Duvernay-Tardif was already in medical school when the Kansas City Chiefs took him in the sixth round of the ’14 NFL draft out of McGill. The native of Mont-Saint-Hilaire, Que., initially played football during the NFL season, then spent his off-season continuing his medical studies.
“I have got to find a way to get some leeway from the medical faculty in order to pursue my football career,” he said. “Of course, when it comes to being a physician, you don’t want to take short cuts . . . so I’ve got to make sure I am doing things right.
“That is what I am going to do in the next few weeks.”
New York acquired Duvernay-Tardif from Kansas City for tight end Dan Brown on Nov. 2, prior to the NFL draft deadline. Duvernay-Tardif waived his no-trade clause with the Chiefs to facilitate the move.
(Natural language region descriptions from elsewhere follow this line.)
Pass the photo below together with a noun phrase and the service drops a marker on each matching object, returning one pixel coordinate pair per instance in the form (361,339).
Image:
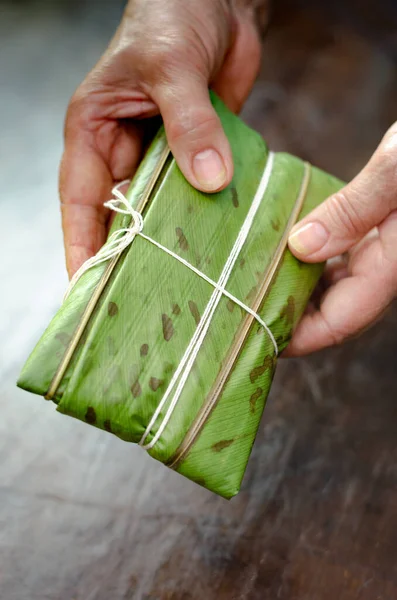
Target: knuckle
(344,217)
(193,127)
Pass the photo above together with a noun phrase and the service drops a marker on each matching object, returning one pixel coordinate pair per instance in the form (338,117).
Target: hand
(161,60)
(359,222)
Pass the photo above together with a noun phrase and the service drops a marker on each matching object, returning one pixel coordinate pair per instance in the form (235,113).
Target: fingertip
(210,171)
Duvernay-Tardif started seven-of-eight games with New York, which finished last in the AFC East with 4-13 record. By comparison, Kansas City (12-5) finished atop the AFC West.
“It’s disappointing to finish the season this way, that’s for sure,” Duvernay-Tardif said. “We’ve got to build a winning culture and start closing games . . . we’ve got to have that sense of urgency and put everything on the line to make sure we stay on the field offensively and win this game.
“I feel like in the NFL, so many games are won on the last drive of the fourth quarter and we’ve got to be able to not only put ourselves in that situation but after that convert and make it happen.
The six-foot-five, 321-pound Duvernay-Tardif started 57-of-60 career games with Kansas City. He made his first NFL start in 2015 and his last with the franchise was its 31-20 Super Bowl win over the San Francisco 49ers on Feb. 2, 2020.
Duvernay-Tardif became the first NFL player to opt-out of the ’20 season. He left football to battle the COVID-19 pandemic working at a long-term care facility in Montreal.
Duvernay-Tardif rejoined the Chiefs at training camp this summer but suffered a fractured bone in his hand. His starting position at right guard was taken by rookie Trey Smith.
At the time of the trade, Duvernay-Tardif said his desire to continue playing superseded his desire to remain with the Chiefs.
Duvernay-Tardif was recognized for his decision to put his football career on hold. He was a co-recipient of the Lou Marsh Trophy as Canada’s top athlete in 2020, and was named ESPN’s Muhammad Ali Sports Humanitarian of the Year as well as one of Sports Illustrated’s 2020 Sportspersons of the year.